Karaca M. Z. , Konac E., Yurteri B., Bozdag G., Sogutdelen E., Bilen C. Y.

ANDROLOGIA, vol.49, 2017 (SCI-Expanded) identifier identifier identifier

  • Publication Type: Article / Article
  • Volume: 49
  • Publication Date: 2017
  • Doi Number: 10.1111/and.12698
  • Journal Name: ANDROLOGIA
  • Journal Indexes: Science Citation Index Expanded (SCI-EXPANDED), Scopus
  • Keywords: DNA CpG methylation, idiopathic infertile men with normozoospermia, MTHFR gene promoter region, pyrosequencing, sperm epigenome, DNA METHYLATION, EPIGENETIC HETEROGENEITY, SPERM DNA, SPERMATOZOA, SPERMATOGENESIS, QUALITY, CELLS, MEN
  • Gazi University Affiliated: Yes

Abstract

Epigenetics has become a major field of reproductive medicine after the epigenetic regulation of gene expression was discovered. The aim of this study was to find out whether or not methylenetetrahydrofolate reductase (MTHFR) gene promoter hypermethylation in the spermatozoa of men who were offered assisted reproduction is associated with idiopathic male infertility. Sperm DNAs from 40 idiopathic infertile men with normozoospermia and 40 controls consisting of healthy fertile men were isolated.
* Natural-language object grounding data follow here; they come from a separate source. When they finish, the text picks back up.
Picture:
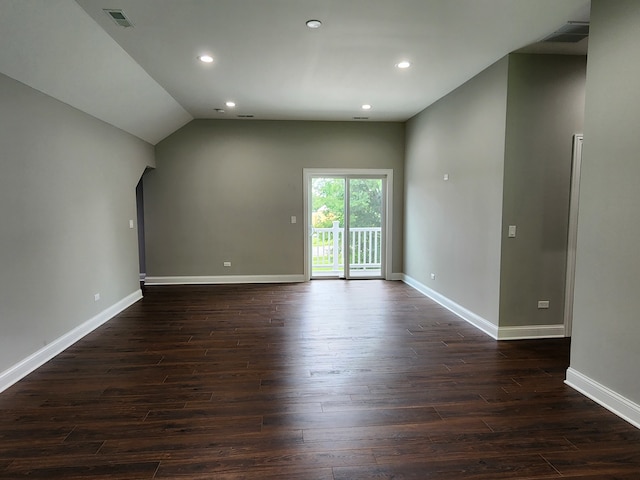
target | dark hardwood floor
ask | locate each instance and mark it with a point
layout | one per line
(324, 380)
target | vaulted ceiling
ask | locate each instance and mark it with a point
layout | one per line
(147, 80)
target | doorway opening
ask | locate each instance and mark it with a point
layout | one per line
(347, 223)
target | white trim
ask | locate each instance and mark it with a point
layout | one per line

Following the modification of DNAs by sodium bisulphite, the methylation status of the MTHFR gene promoter was quantified by pyrosequencing. No significant differences were observed between the clinical characteristics of patients and controls. The percentage of MTHFR promoter methylation in infertile men with normozoospermia (11%) was significantly higher than that in the healthy control (4.3%) group (p=.01). A 9.5% of methylation level was determined via receiver operator characteristic (ROC) analysis as the cut-off value. There were 21 (53%) hypermethylated men among the infertile men and 2 (5%) in the control group (p=.0001). The intragroup analysis of the infertile group did not reveal any statistically significant differences in terms of overall clinical characteristics between hyper-and normo-methylated infertile men. Our results suggest that epigenetic silencing (hypermethylation) of MTHFR could result in an elevated risk of male infertility.